Hajiumrahnews.com, Mina – Ibadah haji adalah perjalanan spiritual, namun juga menjadi ujian fisik dan mental yang luar biasa. Seperti yang dialami Rifqi Athallah (25), jemaah haji asal Indonesia yang membagikan kisah perjalanannya dari Muzdalifah ke Mina—yang penuh perjuangan, tangis, dan harapan.
Berangkat dari Arafah sekitar pukul 00.30 dini hari waktu Arab Saudi, Rifqi dan rombongan sampai di Muzdalifah untuk mengambil batu dan menunggu arahan. Namun kondisi lapangan yang penuh sesak dan minimnya informasi membuat proses menunggu menjadi penuh ketidakpastian.
“Antrean menuju bus sangat panjang dan tidak teratur. Banyak jemaah tidur-tidur ayam karena lelah. Ada yang nekat menerobos pagar, melempar tas, lalu merangkak masuk,” ungkap Rifqi.
Karena macet total dan ketiadaan transportasi, jemaah akhirnya diminta berjalan kaki menuju Mina sejauh 4 kilometer. Dalam kelelahan dan keterbatasan, Rifqi terpaksa menyeret tas rusaknya dengan membungkusnya menggunakan selimut yang ia temukan di jalan.
“Tas saya jebol, saya bungkus barang pakai selimut. Tetap saya seret. Sampai sobek karena tergesek aspal,” ceritanya dengan napas berat.

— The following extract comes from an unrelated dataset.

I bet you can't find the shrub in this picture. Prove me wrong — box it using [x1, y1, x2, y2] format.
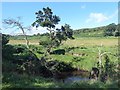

Jalanan menuju Mina dipenuhi lautan manusia dari berbagai negara—dari Afrika, Asia, dan Timur Tengah—semuanya menempuh perjalanan darat karena kendaraan tidak bisa masuk. Di tengah-tengah kerumunan, ada kursi roda terombang-ambing tanpa bantuan, dan beberapa jemaah terlihat terdorong hingga jatuh.
“Pos air minum memang ada dan sangat membantu. Tapi tetap saja fisik kami terkuras habis. Semua sedang berusaha bertahan masing-masing,” tuturnya.
Tenda Penuh, Lansia Terlantar
Namun setibanya di Mina, Rifqi dan rombongannya justru menghadapi kenyataan lain yang menyayat hati. Tenda-tenda penuh. Banyak lansia dan perempuan yang tidak mendapat tempat beristirahat.
“Terpaksa keruntelan, dua kasur untuk tiga orang. Bahkan tenda perempuan bercampur dengan laki-laki,” katanya prihatin. Menurutnya, pengaturan tenda di Mina jauh dari rapi dibanding di Arafah, meskipun mereka sudah sesuai kloter.
Distribusi makanan pun mengalami kendala. “Yang nggak kebagian tenda, nggak kebagian makan. Sistem distribusinya berdasarkan jumlah dalam tenda,” tambah Rifqi.
Meski begitu, ia mengapresiasi adanya perbaikan dalam penyediaan konsumsi. Namun ia menegaskan bahwa transportasi dan akomodasi adalah masalah utama yang perlu dievaluasi.
Perlu Evaluasi Serius
“Apa yang kami alami pasti dirasakan ribuan jemaah lain. Haji ini ibadah suci, sakral. Tapi kami merasa tidak mendapat informasi utuh. Banyak yang hanya bisa menebak-nebak kapan bus datang atau harus ke mana. Kami sudah lelah, tapi tetap harus lempar jumrah sore harinya,” ucap Rifqi.
Sementara itu, anggota Timwas Haji DPR RI, Selly Andriany Gantina, menambahkan bahwa penyebab utama kepadatan di Mina adalah pembatalan program tanazul oleh otoritas Arab Saudi untuk sekitar 37 ribu jemaah.
Padahal, program tersebut diperuntukkan bagi lansia dan jemaah risiko tinggi agar bisa lebih dulu kembali ke Mekkah. Ketika program itu batal, kepadatan tidak bisa dihindari. Banyak lansia harus berebut tenda dengan jemaah reguler lainnya.
“Tim kesehatan harus siaga. Banyak jemaah kelelahan setelah berjalan dari Muzdalifah dan tidak mendapatkan tempat istirahat layak,” kata Selly.
Ia juga menegaskan bahwa layanan dasar—seperti tenda, makan, dan kesehatan—harus tetap disediakan secara adil bagi semua jemaah, meskipun terjadi gangguan teknis atau pembatalan kebijakan.